7

Context

$ bash --version
GNU bash, version 4.4.19(1)-release (x86_64-redhat-linux-gnu)
Copyright (C) 2016 Free Software Foundation, Inc.
License GPLv3+: GNU GPL version 3 or later <http://gnu.org/licenses/gpl.html>

This is free software; you are free to change and redistribute it.
There is NO WARRANTY, to the extent permitted by law.$ which read
/usr/bin/read

$ which read
/usr/bin/read

Can someone explain why Example 1 below works and Example 2 does not?

Example 1 - bare read works

This:

declare data
data="pig,cow,horse,rattlesnake,"
declare -a my_array
IFS=',' read -r -a my_array <<< "$data"
for item in "${my_array[@]}"; do echo "$item"; done

Produces:

pig
cow
horse
rattlesnake

Example 2 - /usr/bin/read fails

This produces no output:

declare data
data="pig,cow,horse,rattlesnake,"
declare -a my_array
IFS=',' /usr/bin/read -r -a my_array <<< "$data"
for item in "${my_array[@]}"; do echo "$item"; done
3
  • 5
    Instead of which, try type -a read Commented Jan 5, 2021 at 22:43
  • What does /usr/bin/read do on your system? (/usr/bin/read --help or run strings on it or whatever).

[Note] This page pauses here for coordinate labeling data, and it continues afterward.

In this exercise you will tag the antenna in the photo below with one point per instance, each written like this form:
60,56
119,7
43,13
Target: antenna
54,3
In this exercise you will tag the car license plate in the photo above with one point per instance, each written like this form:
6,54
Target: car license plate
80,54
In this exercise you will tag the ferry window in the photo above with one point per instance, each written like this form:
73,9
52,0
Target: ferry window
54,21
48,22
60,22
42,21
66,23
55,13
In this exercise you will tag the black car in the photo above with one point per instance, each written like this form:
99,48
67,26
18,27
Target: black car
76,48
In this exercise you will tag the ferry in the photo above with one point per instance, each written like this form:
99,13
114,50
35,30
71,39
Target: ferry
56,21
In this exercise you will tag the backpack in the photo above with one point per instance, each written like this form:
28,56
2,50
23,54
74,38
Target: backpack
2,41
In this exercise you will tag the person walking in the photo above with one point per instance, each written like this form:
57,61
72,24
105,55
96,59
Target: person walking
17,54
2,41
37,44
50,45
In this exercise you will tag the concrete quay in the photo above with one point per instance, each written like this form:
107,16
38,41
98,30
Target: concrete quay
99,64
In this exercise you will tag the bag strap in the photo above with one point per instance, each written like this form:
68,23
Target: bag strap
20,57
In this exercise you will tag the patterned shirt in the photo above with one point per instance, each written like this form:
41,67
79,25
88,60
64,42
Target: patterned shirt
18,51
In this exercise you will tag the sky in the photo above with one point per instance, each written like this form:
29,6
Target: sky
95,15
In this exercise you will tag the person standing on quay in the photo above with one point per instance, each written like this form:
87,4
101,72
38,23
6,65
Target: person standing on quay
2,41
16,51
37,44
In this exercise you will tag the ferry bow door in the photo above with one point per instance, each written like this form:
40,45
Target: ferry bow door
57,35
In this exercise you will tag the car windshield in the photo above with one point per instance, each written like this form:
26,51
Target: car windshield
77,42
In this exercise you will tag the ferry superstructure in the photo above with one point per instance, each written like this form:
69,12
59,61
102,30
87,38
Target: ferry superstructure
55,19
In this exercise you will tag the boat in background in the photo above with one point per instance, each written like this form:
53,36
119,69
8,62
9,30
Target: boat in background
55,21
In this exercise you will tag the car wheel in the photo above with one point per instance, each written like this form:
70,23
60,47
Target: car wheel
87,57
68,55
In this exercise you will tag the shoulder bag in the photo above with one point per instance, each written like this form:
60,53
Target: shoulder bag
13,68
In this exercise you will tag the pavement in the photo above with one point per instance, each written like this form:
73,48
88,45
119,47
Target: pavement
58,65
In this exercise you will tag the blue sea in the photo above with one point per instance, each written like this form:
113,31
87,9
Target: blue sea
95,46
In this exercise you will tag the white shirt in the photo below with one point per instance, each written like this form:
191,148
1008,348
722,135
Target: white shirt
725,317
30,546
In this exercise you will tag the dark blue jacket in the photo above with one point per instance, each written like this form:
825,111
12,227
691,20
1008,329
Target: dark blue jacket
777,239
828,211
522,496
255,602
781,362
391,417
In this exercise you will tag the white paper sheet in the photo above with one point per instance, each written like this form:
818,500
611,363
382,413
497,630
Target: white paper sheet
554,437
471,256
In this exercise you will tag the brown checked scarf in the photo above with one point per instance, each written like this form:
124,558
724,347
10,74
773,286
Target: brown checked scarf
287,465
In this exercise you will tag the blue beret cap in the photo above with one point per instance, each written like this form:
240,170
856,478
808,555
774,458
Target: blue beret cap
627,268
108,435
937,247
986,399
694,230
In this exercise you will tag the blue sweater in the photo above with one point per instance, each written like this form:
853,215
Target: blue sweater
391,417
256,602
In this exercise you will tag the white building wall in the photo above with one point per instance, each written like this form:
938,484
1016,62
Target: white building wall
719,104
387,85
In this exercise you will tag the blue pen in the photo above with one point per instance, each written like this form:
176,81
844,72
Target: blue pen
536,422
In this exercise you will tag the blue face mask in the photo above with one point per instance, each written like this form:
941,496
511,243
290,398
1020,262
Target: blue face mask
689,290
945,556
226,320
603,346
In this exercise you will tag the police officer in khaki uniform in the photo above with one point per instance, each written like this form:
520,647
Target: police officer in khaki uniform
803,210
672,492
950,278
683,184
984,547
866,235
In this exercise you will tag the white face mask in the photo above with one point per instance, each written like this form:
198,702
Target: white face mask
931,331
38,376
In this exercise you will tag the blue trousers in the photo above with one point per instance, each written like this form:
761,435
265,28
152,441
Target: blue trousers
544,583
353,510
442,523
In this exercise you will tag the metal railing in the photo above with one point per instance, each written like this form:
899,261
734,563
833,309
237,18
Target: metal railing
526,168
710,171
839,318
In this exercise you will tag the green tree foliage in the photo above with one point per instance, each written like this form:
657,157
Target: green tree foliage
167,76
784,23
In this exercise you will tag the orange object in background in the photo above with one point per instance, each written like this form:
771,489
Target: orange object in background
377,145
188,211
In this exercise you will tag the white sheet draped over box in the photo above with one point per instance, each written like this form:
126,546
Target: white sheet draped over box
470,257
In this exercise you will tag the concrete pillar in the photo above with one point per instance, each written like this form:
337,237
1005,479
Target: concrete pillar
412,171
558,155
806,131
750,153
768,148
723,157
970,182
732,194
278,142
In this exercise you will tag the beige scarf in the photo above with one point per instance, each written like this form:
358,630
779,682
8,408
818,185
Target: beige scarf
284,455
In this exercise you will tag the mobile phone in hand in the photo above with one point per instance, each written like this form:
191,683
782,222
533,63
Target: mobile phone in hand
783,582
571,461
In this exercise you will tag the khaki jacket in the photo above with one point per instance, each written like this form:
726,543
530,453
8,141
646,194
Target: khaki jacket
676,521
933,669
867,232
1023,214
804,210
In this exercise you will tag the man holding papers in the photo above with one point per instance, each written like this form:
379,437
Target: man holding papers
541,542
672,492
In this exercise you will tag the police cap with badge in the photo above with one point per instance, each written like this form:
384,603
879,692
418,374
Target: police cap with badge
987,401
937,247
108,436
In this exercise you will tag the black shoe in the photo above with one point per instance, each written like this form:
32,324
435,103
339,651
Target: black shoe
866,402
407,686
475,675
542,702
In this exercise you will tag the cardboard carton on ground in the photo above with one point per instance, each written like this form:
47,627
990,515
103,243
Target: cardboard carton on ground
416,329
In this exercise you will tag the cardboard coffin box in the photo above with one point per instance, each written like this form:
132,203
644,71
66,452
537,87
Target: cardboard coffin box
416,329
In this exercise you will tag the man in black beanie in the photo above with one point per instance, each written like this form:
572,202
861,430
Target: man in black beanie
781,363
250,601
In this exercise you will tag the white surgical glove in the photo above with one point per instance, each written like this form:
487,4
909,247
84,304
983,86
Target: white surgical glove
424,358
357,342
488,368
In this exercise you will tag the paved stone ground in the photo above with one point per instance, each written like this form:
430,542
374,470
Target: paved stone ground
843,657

My Ubuntu and Arch GNU/Linux systems don't have a read executable because that would be pointless; shadowed by a builtin.) Commented Jan 6, 2021 at 23:38
  • Correct, which is a csh specific tool. For a POSIX shell always use the type command. Commented Jan 12, 2021 at 19:03

5 Answers 5

26

read is a shell builtin, i.e. a command that is provided by the shell itself rather than by an external program. For more information about shell builtins, see What is the difference between a builtin command and one that is not?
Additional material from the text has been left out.